Vir Biotechnology, Inc. today (November 8) announced new data from its robust hepatitis B virus (HBV) portfolio aimed at achieving a functional cure. These data, plus health outcomes research, are being presented at the American Association for the Study of Liver Diseases (AASLD).

The Liver Meeting was delivered in two oral presentations, both of which were selected for inclusion in the Best of the Liver Meeting summary, a poster and a late-breaking poster presentation. The Best of the Liver Meeting designation underscores the strength of Vir’s broad hepatitis portfolio, which is addressing both HBV and hepatitis D virus (HDV).

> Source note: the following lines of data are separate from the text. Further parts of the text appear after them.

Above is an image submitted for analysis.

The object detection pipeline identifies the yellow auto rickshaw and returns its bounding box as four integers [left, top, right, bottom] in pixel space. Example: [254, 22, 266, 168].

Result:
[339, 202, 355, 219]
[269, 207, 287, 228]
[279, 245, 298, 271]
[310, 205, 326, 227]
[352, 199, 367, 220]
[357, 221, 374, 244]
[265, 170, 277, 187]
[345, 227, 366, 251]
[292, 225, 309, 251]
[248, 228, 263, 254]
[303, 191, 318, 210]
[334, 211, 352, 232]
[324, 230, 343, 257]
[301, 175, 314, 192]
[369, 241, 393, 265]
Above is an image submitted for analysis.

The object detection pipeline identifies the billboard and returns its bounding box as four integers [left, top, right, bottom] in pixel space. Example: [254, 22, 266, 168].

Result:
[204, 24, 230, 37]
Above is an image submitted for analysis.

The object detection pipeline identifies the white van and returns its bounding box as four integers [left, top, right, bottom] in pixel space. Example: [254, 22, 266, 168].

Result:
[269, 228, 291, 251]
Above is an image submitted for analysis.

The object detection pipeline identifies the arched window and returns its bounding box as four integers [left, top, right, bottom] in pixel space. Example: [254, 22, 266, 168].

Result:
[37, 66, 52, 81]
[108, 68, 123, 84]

In one oral presentation, new preliminary data from an ongoing phase 2 trial demonstrated that 30.8% of participants receiving 48 weeks of VIR-2218, an investigational small interfering ribonucleic acid (siRNA), initiated concurrently with pegylated interferon alpha, achieved hepatitis B surface antigen (HBsAg) seroclearance with anti-HBs seroconversion.
Vir Biotech

Additionally, 48 weeks of VIR-2218 plus pegylated interferon alpha provided greater reductions in HBsAg compared to VIR-2218 alone or with shorter regimens of the combination. No new safety signals were identified.

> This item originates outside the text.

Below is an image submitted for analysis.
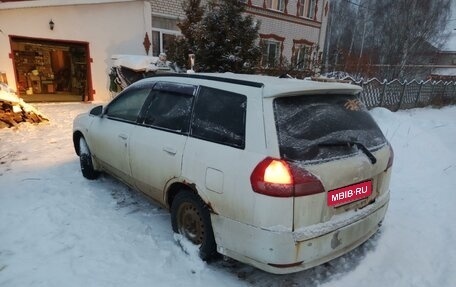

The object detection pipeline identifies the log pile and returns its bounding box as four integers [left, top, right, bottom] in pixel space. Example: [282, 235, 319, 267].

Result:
[0, 91, 48, 129]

Man-Fung Yuen, chief of division of gastroenterology and hepatology, The University of Hong Kong, said:  “These new preliminary data demonstrate that VIR-2218 can be potentiated by immunomodulating agents such as pegylated interferon to achieve meaningful HBsAg loss.

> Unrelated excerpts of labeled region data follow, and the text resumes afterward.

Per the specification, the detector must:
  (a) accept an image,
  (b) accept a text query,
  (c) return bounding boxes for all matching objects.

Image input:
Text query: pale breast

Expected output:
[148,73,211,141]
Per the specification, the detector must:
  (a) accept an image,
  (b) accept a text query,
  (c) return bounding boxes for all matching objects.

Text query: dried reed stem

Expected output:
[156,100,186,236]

“The higher rates of HBsAg seroclearance with anti-HBs seroconversion by the end of the 48-week treatment could be indicative of the potential for this regimen to serve as a curative chronic HBV treatment with a finite duration.”

In a separate oral presentation, new results from part A of the phase 2 MARCH (Monoclonal Antibody siRNA Combination against Hepatitis B) trial, including all three cohorts, demonstrated a mean HBsAg reduction of less than 2.5 log10 IU/mL.
Functional cure

These data showed that VIR-2218 and VIR-3434, an investigational HBsAg-targeting monoclonal antibody engineered to potentially act as a therapeutic vaccine, are additive in reducing HBsAg. The combination of VIR-2218 and VIR-3434 through up to 20 weeks of treatment in part A was generally well tolerated.

Combining the learnings from the VIR-2218 plus PEG-IFN-α trial with these encouraging new results have led to additional cohorts evaluating the triple combination of VIR-2218, VIR-3434 and PEG-IFN-α being added to Part B of the MARCH trial. Initial data from part B are expected in the second half of 2023.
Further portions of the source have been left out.